Poco a poco el rumor se iba transformando en estruendo, como el que producen cualquier cuerpo con una masa descomunal, desplazándose. Un mes, quince días, una semana... un extra recoge un análisis detallado hasta el absurdo del perfil de las etapas. Nuevas ansias, éstas intentando localizar los puntos clave de la carrera de este año. Esa contrarreloj antes de la montaña, las llegadas en alto, ¿más duros Alpes o Pirineos? Las etapas de media montaña tan propicias para emboscadas. El recuerdo de otros Tour que fueron y nos dejaron un poso de sabiduría que ha ido forjando nuestro conocimiento. Con suerte, hasta podemos buscar un punto preciso, tal vez dos, desde donde seguir la carrera en directo. Una idea fugaz pero arrebatadora de estar en París el último día.
Y un sábado, después de comer, en un mes en el que nunca pasa nada, pasa el Tour y entonces la vida se estructura alrededor de esas dos horas y media de televisión. Por la mañana volamos de una tarea a otra, tal vez pidamos salir antes del trabajo un par de días, alguno incluso ha cogido las vacaciones en esa semana que el Tour pasa por los Alpes. Comemos y el café (con hielo) se nos acaba mientras la etapa del día se consume. Termina y hacemos balance, con la etapa del día siguiente, eso si, muy presente. Es la primera semana y vale con no caerse, con no quedarse cortado.

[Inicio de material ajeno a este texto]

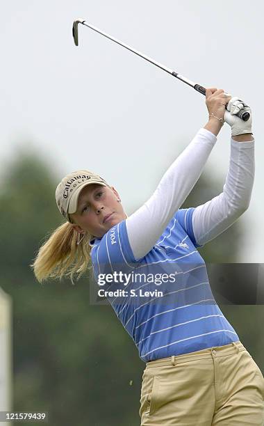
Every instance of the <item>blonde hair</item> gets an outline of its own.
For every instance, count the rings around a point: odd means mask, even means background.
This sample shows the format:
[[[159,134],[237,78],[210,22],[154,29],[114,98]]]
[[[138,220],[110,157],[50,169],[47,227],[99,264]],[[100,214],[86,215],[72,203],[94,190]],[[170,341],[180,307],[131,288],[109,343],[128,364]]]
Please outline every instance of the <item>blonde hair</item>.
[[[88,269],[90,261],[92,235],[85,232],[81,244],[77,245],[79,234],[69,222],[57,228],[39,249],[33,269],[37,280],[42,283],[49,278],[62,279],[69,276],[72,284],[73,276],[78,274],[79,280]]]

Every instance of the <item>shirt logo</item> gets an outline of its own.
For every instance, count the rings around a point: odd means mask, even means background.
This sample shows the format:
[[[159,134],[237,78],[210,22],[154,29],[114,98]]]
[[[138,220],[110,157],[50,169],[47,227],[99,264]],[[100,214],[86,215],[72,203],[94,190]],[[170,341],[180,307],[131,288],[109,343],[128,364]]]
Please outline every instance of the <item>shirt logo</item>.
[[[186,243],[179,243],[178,244],[180,247],[183,247],[183,248],[189,248],[189,246]]]

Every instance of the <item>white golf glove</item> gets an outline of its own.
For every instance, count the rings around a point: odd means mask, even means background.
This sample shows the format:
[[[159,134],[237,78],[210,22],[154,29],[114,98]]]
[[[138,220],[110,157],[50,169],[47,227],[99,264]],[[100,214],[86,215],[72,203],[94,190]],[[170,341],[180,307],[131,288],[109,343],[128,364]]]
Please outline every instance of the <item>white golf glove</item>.
[[[240,109],[250,113],[250,118],[247,121],[243,121],[238,117],[237,114]],[[252,113],[248,105],[237,97],[232,97],[228,103],[227,111],[224,114],[224,121],[227,123],[231,127],[231,136],[243,134],[245,133],[252,134]]]

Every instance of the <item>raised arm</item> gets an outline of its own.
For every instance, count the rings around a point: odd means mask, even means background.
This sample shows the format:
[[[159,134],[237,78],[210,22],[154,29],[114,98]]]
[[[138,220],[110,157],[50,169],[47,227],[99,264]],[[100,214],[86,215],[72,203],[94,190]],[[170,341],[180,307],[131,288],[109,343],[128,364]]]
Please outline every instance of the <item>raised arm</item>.
[[[221,118],[231,97],[226,97],[223,90],[213,88],[206,90],[206,99],[209,113],[213,112]],[[142,258],[152,248],[192,189],[221,127],[219,120],[209,120],[170,166],[150,198],[126,219],[128,237],[135,259]]]
[[[251,118],[249,123],[230,116],[227,120],[231,125],[232,139],[223,191],[196,207],[192,215],[193,232],[200,246],[231,226],[249,205],[255,171]]]

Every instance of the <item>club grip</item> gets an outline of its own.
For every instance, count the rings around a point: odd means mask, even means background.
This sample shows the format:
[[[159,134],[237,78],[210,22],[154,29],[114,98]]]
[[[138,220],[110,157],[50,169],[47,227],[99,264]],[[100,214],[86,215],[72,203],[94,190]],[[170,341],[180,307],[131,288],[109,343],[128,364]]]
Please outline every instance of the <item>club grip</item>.
[[[206,90],[204,88],[204,87],[203,87],[202,86],[199,86],[199,84],[195,84],[193,87],[193,88],[195,88],[196,90],[197,90],[197,92],[199,92],[199,93],[201,93],[202,95],[204,95],[204,96],[206,95]],[[226,109],[227,109],[227,104],[226,105]],[[242,120],[243,121],[247,121],[249,118],[250,118],[250,114],[249,112],[243,111],[242,109],[241,109],[237,114],[236,114],[236,116],[238,116],[238,117],[239,117],[240,118],[241,118],[241,120]]]

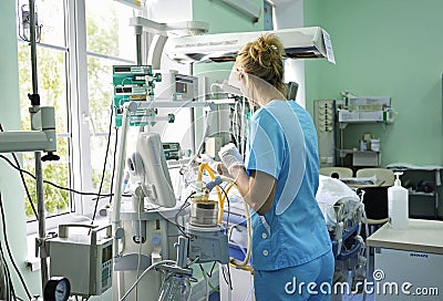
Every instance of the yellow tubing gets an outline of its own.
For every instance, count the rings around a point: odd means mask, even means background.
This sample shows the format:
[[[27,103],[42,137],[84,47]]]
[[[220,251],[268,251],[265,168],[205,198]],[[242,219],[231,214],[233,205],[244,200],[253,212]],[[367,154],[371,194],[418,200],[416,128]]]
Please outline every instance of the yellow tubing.
[[[215,179],[215,175],[213,173],[213,169],[210,169],[209,165],[207,165],[206,163],[202,163],[198,166],[198,177],[197,177],[198,181],[202,181],[202,176],[203,176],[203,170],[204,169],[209,174],[209,176],[213,179]],[[224,199],[222,198],[220,188],[218,186],[216,186],[215,188],[217,189],[217,196],[218,196],[218,224],[220,224],[222,220],[223,220],[223,212],[224,212],[224,209],[225,209],[225,204],[224,204]]]
[[[234,185],[237,186],[234,179],[228,178],[228,177],[222,177],[223,180],[229,181],[230,185],[226,189],[226,194],[228,189],[230,189]],[[253,225],[250,222],[250,212],[249,212],[249,205],[245,201],[244,199],[244,205],[245,205],[245,211],[246,211],[246,229],[248,232],[248,247],[246,251],[245,259],[243,261],[239,261],[235,258],[230,258],[229,262],[237,269],[244,269],[244,270],[253,270],[250,266],[248,266],[249,259],[250,259],[250,252],[251,252],[251,239],[253,239]],[[229,226],[229,225],[228,225]]]

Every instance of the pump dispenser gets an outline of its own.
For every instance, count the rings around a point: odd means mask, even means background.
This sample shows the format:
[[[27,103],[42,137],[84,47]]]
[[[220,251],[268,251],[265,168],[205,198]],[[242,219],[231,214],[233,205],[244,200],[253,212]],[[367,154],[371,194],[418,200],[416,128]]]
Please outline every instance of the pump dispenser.
[[[403,173],[394,174],[396,179],[394,186],[388,188],[388,210],[390,225],[394,229],[406,229],[409,224],[409,193],[401,186],[400,176]]]

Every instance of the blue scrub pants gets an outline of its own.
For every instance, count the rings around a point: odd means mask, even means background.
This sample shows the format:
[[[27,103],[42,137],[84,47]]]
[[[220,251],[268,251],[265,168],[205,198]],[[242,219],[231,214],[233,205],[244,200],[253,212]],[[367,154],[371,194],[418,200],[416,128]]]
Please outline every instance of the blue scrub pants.
[[[329,301],[334,258],[332,251],[307,263],[275,271],[254,272],[257,301]]]

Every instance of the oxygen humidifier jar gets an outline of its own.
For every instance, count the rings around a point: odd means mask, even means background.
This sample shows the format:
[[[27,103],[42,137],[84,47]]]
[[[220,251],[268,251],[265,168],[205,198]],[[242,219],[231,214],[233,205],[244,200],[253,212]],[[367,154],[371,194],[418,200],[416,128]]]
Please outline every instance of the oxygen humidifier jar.
[[[190,204],[189,224],[196,227],[215,227],[218,219],[218,203],[205,197],[195,197]]]
[[[172,276],[163,282],[158,301],[187,301],[189,297],[189,278],[187,276]]]

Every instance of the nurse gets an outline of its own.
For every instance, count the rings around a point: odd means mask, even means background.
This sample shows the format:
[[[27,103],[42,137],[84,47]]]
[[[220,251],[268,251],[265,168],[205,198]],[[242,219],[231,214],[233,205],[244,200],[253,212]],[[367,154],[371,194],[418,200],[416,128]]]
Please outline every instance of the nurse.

Llega la contrarreloj. Luego la montaña. Alguien queda en evidencia mientras uno de los fugados de la primera semana aguanta más de lo previsto. ¿Será el Walkowiak de este año? ¿El Chiappucci de 1990?
Y sin darnos cuenta nos encontramos en pleno nudo gordiano de la carrera y apenas quedan corredores con posibilidades reales de ganarla. El Tour se nos está escapando, aunque aún no somos conscientes porque estamos inmersos por completo en él, entre momentos de máxima euforia, de absurda tensión, de profunda decepción. El Tour se nos está escapando, como todos los años y otro sábado, sólo han pasado tres desde el primero pero parece que fue hace seis meses, nos sentamos como todos los días ante el televisor y paladeamos el sabor agridulce que tiene la que sabemos a ciencia cierta que será la última batalla, la contrarreloj del penúltimo día. Del Tour ya sólo queda un hilo. Un hilo que es una carretera por la que el domingo por la mañana, hasta la hora de comer, transita un pelotón exhausto y feliz, todos los líderes de las distintas clasificaciones, en cabeza. La foto. Y justo a la hora de la sobremesa les vemos acercarse a París. El equipo del líder en cabeza. Es la tradición. primero es el Sena, luego la Torre Eiffel al fondo, ligeramente escorada a la derecha. Más tarde la Plaza de la Concordia y los Campos Elíseos, son muchos Tours. Están en París. Ahora sí. Estamos en París, que nosotros, desde el sofá de casa, también hemos hecho el viaje de veintiún días con ellos. Unas cuantas vueltas, por favor, que nos resistimos a que esto se termine así. Un intento de fuga, una leve inquietud por si algo que nunca ha cambiado cambiará ese día ¿atacará el segundo? Un sprint, varias celebraciones, un podio, al fondo el Arco del Triunfo.
Es el Tour, que se ha terminado y nos ha dejado un vacío absurdo que sólo podremos llenar del todo once meses después.
Pero eso lo sabremos el lunes, desayunando, porque esta tarde aún nos queda París y un montón de imágenes que mañana ya serán recuerdos.